The Spirit of Youth
“When Israel was a child, I loved him,
and out of Egypt I called my son.” — Hosea 11:1
NOTE TO READERS: 2018 is an important year for Israel and the Jewish people as we celebrate the modern State of Israel’s 70th Birthday. As we mark this momentous milestone, we are offering 70 devotions between now and April 19th, Israel’s Independence Day, tied to our Keys to Israel – six fundamental principles underlying God’s covenantal relationship with His chosen people and His Holy Land built upon the acrostic I.S.R.A.E.L.
The next ten devotions focus on I-Important to God, Israel’s importance to God as expressed through God’s promise to Abraham more than 3,000 years ago.
While the modern State of Israel may still be in its childhood, the nation of Israel is one of the oldest nations in the world. When the prophet Hosea referred to Israel’s childhood, he wasn’t referring to the last 64 years.

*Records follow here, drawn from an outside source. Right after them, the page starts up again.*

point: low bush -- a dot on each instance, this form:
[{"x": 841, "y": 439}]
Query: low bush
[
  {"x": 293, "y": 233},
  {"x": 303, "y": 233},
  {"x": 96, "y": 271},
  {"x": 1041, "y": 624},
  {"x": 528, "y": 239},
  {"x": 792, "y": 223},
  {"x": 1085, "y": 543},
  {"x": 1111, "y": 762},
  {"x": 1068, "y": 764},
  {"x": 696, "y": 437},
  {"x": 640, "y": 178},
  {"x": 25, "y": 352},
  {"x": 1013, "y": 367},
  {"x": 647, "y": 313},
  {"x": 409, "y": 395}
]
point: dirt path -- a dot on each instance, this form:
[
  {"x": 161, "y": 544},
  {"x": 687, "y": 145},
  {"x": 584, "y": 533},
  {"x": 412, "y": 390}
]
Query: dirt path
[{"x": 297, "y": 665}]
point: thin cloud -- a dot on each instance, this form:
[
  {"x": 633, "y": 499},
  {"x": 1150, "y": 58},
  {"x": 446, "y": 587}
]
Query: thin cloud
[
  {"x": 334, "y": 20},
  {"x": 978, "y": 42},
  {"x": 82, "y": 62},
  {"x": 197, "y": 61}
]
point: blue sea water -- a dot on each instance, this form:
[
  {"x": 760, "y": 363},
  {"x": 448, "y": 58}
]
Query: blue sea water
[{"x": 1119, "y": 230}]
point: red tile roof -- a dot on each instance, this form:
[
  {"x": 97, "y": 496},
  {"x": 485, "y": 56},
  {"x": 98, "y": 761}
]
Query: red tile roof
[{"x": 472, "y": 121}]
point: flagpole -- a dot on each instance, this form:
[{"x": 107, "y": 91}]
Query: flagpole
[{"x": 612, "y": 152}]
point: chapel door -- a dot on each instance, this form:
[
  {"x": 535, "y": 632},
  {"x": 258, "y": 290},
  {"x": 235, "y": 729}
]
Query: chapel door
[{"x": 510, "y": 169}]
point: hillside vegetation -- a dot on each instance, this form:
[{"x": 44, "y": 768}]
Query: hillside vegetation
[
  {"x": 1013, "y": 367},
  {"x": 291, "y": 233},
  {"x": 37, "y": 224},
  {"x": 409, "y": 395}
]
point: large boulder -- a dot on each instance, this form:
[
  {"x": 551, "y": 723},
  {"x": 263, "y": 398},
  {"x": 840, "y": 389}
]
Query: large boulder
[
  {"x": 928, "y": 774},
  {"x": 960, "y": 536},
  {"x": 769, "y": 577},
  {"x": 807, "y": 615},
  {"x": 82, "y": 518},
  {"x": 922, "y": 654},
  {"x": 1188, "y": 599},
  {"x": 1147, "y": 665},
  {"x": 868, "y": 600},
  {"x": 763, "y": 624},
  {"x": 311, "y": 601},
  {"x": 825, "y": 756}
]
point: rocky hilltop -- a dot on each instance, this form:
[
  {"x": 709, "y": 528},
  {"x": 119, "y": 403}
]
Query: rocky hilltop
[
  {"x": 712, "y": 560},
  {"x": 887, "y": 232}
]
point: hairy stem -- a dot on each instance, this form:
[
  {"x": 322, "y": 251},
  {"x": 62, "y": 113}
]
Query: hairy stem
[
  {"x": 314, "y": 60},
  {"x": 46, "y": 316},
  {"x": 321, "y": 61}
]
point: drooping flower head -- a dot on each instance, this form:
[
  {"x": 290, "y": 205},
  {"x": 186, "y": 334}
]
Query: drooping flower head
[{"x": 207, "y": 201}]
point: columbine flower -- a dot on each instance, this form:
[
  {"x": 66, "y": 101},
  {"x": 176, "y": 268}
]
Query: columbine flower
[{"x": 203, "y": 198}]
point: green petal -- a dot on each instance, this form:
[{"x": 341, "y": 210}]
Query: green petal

He was referring to the nation’s true beginning, thousands of years ago, when the children of Israel where taken out of Egypt.
About this stage the prophet says, “When Israel was a child, I loved him.” But the Jewish sages teach us another way to understand the verse: “Israel is a child, therefore I love him.” Even today, say the sages, Israel is like a child. And that is something that God loves.
One of the profound differences between children and the elderly is the ability to recover. If a child falls down and hurts his knee, he gets up pretty quickly. Even if he sheds a few tears, he is off and running again just a few minutes later. But for someone in their older years, a simple fall can result in broken bones and irreversible damage. Older people have weaker bones and need more time to heal. Children are simply more resilient.
No nation on the face of the Earth has experienced the traumas that the nation of Israel has had to deal with, repeatedly, over thousands of years. Expelled from its homeland twice, and subjected to inquisitions, pogroms, holocausts, and all kinds of hostility, the nation of Israel reacts with the resilience of a child.
Though deeply bruised and beaten, Israel cannot be broken. Injuries heal quickly, and she is back on her feet. Israel continues to build and rebuild though her enemies seek to destroy her every single day. This is what the prophet means when he calls Israel a child. The nation may be old, but her spirit is young.
The lessons we can glean from Hosea’s words and from the nation of Israel’s experience are timeless — no matter what life throws our way, we can respond with the wisdom that comes with age, but also with the resiliency of a child as we trust and depend upon the One who loves us like a Father.